Sou o Hugo, ex-aluno da casa. Tirei aqui o curso de Gestão e Programação de Sistemas Informáticos, na turma de 2012, e saí da Amadora como muitos destes alunos. Não fui o melhor aluno e, sendo honesto, hoje nem trabalho como programador: faço pré-venda técnica de software para uma empresa americana, a partir da Suíça. Programar não é o meu dia a dia.
Mesmo assim, nos tempos livres, construo pequenos projetos com IA. Não são negócios, não têm clientes, mas funcionam. E é essa a prova: se eu, que nem programo no trabalho, consigo, estes alunos, que estão mesmo a aprender, vão muito mais longe.
A turma diz o que quer construir. Um jogo, uma ferramenta, uma página. O que for deles.
Falamos com a IA à frente da turma, em português, e vemos o código a aparecer e a funcionar em minutos.
Fica online, num link. Cada aluno abre no telemóvel e mostra a quem quiser. É deles, feito por eles.
Estes alunos estão a aprender a programar. É por isso que é a turma certa. A IA não os safa de aprender o curso, premeia exatamente quem percebe o que está a fazer. Quem só copia prompts bate numa parede assim que a coisa parte.
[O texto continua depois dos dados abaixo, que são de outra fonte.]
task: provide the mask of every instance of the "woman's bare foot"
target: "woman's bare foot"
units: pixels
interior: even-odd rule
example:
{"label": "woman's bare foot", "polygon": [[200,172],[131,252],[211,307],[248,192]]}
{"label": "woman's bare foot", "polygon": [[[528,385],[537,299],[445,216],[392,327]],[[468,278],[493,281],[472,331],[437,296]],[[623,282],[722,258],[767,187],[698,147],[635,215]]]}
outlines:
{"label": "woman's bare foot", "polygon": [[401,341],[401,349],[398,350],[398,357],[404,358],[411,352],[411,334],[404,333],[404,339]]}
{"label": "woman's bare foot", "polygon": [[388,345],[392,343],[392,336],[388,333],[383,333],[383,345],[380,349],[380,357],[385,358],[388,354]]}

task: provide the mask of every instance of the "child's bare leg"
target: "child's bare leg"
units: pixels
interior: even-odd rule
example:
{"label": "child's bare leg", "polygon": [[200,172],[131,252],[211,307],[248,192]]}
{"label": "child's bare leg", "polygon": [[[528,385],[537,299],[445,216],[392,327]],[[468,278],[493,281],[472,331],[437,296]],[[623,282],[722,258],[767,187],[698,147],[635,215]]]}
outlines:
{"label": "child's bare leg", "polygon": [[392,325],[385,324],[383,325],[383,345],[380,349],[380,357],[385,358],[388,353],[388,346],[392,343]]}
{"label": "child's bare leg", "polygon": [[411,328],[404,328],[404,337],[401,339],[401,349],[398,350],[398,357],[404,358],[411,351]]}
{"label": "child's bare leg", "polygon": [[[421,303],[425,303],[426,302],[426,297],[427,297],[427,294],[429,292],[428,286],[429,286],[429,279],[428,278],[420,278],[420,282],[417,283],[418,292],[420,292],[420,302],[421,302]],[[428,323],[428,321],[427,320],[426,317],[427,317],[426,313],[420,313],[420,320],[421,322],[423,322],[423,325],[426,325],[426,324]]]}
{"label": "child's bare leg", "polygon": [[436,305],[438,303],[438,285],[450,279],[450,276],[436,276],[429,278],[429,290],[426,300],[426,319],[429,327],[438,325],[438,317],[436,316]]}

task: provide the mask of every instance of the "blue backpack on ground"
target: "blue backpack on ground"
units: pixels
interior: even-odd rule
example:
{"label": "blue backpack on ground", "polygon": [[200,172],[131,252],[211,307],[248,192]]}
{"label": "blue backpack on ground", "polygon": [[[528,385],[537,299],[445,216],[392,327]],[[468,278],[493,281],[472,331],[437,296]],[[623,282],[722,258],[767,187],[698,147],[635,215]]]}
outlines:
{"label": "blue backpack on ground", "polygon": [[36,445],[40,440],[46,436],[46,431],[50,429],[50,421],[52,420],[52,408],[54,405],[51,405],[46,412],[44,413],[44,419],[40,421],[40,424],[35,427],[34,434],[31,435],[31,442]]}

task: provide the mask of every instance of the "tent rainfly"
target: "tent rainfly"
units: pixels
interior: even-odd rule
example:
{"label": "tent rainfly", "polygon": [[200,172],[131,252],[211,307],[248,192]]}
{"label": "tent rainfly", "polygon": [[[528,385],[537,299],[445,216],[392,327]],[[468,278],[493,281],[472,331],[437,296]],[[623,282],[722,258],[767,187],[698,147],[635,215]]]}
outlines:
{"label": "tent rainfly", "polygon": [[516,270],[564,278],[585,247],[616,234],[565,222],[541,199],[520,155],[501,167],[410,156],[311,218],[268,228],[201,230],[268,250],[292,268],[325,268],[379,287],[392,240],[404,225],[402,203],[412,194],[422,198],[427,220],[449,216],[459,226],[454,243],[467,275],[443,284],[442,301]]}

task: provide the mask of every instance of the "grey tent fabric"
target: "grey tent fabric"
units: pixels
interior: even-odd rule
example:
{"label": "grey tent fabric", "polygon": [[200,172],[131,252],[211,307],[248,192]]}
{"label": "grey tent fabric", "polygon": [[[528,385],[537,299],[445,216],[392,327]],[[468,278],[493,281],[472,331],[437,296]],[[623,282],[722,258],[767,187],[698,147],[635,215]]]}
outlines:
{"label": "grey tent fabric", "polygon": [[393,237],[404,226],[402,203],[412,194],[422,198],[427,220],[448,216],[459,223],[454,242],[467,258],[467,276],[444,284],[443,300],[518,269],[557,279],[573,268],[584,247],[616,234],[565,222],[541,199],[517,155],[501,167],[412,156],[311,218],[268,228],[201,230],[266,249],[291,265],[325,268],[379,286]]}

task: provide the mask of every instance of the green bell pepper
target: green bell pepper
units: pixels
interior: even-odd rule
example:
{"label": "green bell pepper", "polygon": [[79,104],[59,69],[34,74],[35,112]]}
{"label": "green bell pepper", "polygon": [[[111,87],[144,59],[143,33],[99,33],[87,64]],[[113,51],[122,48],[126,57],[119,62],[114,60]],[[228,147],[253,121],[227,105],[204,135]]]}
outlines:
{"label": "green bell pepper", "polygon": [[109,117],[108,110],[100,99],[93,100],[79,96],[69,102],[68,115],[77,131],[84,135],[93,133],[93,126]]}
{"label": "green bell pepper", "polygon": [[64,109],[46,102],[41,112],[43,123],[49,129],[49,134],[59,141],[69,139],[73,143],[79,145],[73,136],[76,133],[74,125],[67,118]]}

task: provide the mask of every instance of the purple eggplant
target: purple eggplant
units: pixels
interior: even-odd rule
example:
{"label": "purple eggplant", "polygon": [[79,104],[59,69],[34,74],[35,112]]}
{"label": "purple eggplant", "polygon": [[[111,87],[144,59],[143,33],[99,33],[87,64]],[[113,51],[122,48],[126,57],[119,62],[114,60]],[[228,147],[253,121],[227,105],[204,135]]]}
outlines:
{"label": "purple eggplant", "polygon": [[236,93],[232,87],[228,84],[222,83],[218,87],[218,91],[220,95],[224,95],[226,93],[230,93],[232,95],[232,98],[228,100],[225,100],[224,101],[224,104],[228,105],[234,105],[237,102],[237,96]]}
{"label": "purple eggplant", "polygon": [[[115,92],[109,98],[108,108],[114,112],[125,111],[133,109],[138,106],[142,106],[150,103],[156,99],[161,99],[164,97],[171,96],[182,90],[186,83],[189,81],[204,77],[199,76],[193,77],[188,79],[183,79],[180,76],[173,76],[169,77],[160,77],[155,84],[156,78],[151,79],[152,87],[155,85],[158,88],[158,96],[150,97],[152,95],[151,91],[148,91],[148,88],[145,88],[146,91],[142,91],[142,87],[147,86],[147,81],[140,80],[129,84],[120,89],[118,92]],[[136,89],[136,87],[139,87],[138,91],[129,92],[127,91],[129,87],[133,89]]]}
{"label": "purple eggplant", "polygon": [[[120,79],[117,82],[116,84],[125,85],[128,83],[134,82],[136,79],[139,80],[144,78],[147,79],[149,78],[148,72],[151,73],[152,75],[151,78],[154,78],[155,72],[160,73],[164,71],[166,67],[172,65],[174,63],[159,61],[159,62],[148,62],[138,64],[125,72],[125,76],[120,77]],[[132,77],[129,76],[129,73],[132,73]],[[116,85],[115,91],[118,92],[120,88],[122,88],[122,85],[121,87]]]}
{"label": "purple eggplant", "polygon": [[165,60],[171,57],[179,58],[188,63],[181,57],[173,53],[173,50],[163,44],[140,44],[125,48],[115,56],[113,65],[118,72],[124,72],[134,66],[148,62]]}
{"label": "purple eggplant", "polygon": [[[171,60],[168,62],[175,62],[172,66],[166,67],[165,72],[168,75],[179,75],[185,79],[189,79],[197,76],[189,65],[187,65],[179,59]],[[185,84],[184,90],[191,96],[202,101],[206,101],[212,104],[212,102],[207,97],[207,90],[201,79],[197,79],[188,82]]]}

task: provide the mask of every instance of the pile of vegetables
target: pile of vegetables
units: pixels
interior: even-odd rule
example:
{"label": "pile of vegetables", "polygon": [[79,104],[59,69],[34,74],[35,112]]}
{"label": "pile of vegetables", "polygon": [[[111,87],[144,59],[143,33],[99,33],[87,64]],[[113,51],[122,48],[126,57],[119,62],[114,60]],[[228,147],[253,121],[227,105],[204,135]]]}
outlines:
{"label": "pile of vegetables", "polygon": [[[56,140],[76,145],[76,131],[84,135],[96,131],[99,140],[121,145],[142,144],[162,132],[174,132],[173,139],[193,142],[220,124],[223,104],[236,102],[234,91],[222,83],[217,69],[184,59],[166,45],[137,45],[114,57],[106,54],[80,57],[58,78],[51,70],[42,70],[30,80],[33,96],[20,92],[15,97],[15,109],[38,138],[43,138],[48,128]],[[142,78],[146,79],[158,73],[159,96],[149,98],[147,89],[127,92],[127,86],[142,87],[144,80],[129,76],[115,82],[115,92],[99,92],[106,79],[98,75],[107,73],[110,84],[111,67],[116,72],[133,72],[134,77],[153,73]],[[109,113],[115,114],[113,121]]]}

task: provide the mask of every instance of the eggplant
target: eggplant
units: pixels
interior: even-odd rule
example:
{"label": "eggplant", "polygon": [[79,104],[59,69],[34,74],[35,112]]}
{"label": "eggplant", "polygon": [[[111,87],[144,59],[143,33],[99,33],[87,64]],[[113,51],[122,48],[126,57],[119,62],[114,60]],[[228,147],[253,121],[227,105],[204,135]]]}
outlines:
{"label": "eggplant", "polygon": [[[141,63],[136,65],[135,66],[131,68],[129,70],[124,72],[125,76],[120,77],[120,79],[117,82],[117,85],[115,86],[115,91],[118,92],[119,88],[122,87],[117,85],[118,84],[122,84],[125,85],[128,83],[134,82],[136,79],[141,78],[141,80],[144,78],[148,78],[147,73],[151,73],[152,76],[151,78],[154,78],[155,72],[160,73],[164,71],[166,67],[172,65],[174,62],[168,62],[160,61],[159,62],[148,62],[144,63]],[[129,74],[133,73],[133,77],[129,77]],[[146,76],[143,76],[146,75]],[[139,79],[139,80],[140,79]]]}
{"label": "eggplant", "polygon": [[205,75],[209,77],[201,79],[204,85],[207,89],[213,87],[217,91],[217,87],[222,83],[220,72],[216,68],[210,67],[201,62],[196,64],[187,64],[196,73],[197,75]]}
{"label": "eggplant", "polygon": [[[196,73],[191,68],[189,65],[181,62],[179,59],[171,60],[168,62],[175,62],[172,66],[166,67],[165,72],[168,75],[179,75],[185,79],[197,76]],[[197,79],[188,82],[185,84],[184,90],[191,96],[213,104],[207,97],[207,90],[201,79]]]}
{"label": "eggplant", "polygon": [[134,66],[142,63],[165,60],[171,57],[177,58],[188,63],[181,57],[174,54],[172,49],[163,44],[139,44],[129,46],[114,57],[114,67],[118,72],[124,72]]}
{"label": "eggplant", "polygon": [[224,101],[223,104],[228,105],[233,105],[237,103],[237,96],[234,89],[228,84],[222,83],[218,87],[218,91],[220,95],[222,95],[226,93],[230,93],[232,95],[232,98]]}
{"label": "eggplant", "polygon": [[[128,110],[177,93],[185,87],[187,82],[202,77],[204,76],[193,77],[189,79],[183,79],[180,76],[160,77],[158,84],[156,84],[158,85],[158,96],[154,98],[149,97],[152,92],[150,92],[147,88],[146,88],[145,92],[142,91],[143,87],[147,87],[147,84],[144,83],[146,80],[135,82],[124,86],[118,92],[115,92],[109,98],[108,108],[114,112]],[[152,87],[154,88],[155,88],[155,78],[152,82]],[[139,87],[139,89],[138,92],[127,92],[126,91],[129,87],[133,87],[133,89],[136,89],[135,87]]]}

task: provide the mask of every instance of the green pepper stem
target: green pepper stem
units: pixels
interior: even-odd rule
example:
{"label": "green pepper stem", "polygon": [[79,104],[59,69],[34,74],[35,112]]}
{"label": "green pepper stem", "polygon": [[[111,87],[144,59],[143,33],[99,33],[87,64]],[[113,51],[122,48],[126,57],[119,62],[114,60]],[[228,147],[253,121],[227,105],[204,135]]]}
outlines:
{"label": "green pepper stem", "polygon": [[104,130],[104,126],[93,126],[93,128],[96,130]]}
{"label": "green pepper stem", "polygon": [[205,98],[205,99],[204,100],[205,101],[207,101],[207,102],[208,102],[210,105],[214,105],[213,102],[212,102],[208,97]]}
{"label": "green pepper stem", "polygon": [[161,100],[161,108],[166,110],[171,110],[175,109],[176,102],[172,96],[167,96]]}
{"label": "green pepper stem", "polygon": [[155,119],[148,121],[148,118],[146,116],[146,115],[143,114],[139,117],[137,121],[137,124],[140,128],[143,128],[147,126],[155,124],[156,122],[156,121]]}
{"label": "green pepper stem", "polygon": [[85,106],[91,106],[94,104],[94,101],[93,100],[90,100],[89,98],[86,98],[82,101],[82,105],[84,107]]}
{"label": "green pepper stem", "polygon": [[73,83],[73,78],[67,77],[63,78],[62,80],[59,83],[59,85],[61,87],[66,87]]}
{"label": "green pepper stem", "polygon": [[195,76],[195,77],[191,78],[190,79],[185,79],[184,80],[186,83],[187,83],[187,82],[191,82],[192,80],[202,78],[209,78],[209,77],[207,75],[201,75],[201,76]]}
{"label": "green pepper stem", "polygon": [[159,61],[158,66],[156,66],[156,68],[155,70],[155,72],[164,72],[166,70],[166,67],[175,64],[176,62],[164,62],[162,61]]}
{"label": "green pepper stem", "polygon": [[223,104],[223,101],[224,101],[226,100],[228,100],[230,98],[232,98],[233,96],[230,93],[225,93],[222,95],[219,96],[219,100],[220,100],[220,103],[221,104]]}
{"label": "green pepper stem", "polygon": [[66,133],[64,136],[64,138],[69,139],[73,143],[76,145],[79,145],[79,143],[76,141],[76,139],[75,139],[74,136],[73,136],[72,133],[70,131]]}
Quem entende o código vai onde quiser.
Isto não substitui o curso. Multiplica-o.
Começamos com uma sessão-piloto de cerca de 90 minutos, em setembro. Se resultar na sala, falamos de repetir de tempos a tempos ao longo do ano.
Sou remoto e tenho um trabalho a tempo inteiro, por isso não posso ser professor a sério. O que consigo dar é um workshop de vez em quando, e deixar um mini-projeto entre sessões. Pouca frequência, mas a sério.
Se a escola quiser avançar, combinamos entre nós o horário, as ferramentas e a turma, e marcamos a sessão-piloto para setembro. Começamos por uma e vemos como corre.